Aliás, nem nós, porque as respostas da mesa foram díspares e muitas contraditórias, colocando um sorriso irónico na face seráfica do jornalista da CNN habituado a entrevistas difíceis. "Não há imigração!", disse-se de um lado da mesa. "Claro que há imigração - a questão é a direita ser civilizada e ter receio de parecer salazarista", ripostou o outro. Certo, certo, ninguém consegue explicar porque, para usar uma expressão que é nossa e que nunca fez tanto sentido, sobretudo no atual contexto europeu, continuamos a ser "jardim à beira-mar plantado".
No hábito - triste - que temos de nos desvalorizar, procurámos encontrar respostas pela negativa à pergunta de Fareed. Talvez devêssemos fazer o contrário. Saber o que temos de tão interessante e que case study podemos ser. Como identificar as razões portuguesas do insucesso dos extremismos - tanto os de direita, tão em voga por essa Europa fora, como os de esquerda, que já estiveram mais mas ainda têm algumas ramificações modernas. Nem Vox nem Podemos. E nem vale a pena comparar a postura institucionalista do Bloco de Esquerda.
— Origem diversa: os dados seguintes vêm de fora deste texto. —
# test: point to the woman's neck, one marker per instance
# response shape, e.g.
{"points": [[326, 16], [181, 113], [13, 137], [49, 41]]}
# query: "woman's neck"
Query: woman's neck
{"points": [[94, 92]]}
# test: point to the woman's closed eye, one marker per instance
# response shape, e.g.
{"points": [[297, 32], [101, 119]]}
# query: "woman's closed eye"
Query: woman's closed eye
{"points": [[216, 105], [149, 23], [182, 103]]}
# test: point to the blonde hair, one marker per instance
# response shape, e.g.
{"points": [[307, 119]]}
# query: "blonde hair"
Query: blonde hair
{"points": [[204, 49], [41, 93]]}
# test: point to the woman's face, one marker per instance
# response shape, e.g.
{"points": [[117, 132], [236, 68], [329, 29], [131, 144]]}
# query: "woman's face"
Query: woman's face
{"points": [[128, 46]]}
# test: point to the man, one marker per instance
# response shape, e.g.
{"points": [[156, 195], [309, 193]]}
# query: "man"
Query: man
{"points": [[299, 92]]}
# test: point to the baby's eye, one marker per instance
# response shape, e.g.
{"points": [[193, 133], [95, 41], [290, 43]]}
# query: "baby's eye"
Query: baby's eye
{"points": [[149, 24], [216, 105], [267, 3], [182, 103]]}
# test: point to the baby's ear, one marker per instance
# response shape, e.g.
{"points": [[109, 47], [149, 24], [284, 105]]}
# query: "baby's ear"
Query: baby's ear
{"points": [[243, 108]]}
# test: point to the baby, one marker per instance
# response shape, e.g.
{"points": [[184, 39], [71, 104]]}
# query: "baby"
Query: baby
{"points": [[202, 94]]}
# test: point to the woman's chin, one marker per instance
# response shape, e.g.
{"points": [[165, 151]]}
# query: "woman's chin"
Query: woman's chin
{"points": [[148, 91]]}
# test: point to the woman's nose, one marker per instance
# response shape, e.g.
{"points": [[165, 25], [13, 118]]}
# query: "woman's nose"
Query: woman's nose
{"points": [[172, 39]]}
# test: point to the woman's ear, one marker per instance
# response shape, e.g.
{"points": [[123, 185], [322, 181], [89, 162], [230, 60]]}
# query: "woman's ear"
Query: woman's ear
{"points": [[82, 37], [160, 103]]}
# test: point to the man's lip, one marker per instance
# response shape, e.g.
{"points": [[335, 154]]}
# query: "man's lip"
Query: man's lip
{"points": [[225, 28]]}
Por oposição a problemas que de facto não temos, podemos deleitar-nos com os que temos. Por exemplo, uma grande abstenção - um partido maior do que todos os outros juntos e com o qual ninguém sabe o que fazer ou do qual ninguém sabe muito bem o que pensar. Entre o pensamento que se tornou positivo - ah, a abstenção canaliza o protesto, que assim não vai para movimentos mais perigosos - e a ideia, triste, de que já ninguém quer saber de política. Ora são os partidos que têm culpa, por não motivarem os eleitores, ora são os eleitores que não têm cultura democrática. Ou é a banalização do mal ou a omnipresença do bem - as pessoas tomam a estabilidade democrática por garantida. Há quem culpe os cadernos eleitorais. Outros, a pouca formação. Outros ainda, a muita informação. Ou é a corrupção, ou a falta de interesse.
O que é certo é que esse vazio aí está. Se vai ser preenchido por alguma coisa, não sabemos. Sabemos que ainda não foi completamente preenchido pelos novos partidos, embora estes tenham crescido. Como o PAN, que é, aliás, outro assunto de estudo e que torna Portugal diferente dos outros países europeus. Na Europa, os movimentos verdes cresceram, e cresceu sobretudo a importância dos assuntos ecológicos. Em Portugal, deu-nos para o radicalismo - fomos para o partido dos animais (desculpem, e das pessoas, versão melhorada), sem passar pela ecologia.
O PAN é um partido sobre o qual não se sabe muito - e a responsabilidade desse desconhecimento é tanto do próprio partido como do jornalismo (com tudo o que isto tem de mea culpa nesta matéria). Mas do pouco que sabemos e do muito que se disse nestes dias, depois de ter sido um fenómeno eleitoral, já percebemos que vai muito para lá da ecologia. Ou talvez fique aquém. E que no seu programa tem dogmas e noções anticientíficas - no que se aproxima de um certo populismo de ideias feitas e, como dizia o divulgador científico David Marçal, "agita as mentiras que a sua clientela eleitoral quer ouvir". Veremos até onde irá. Até porque, segundo o seu líder nos conta nesta semana, se continua "a desvalorizar o PAN".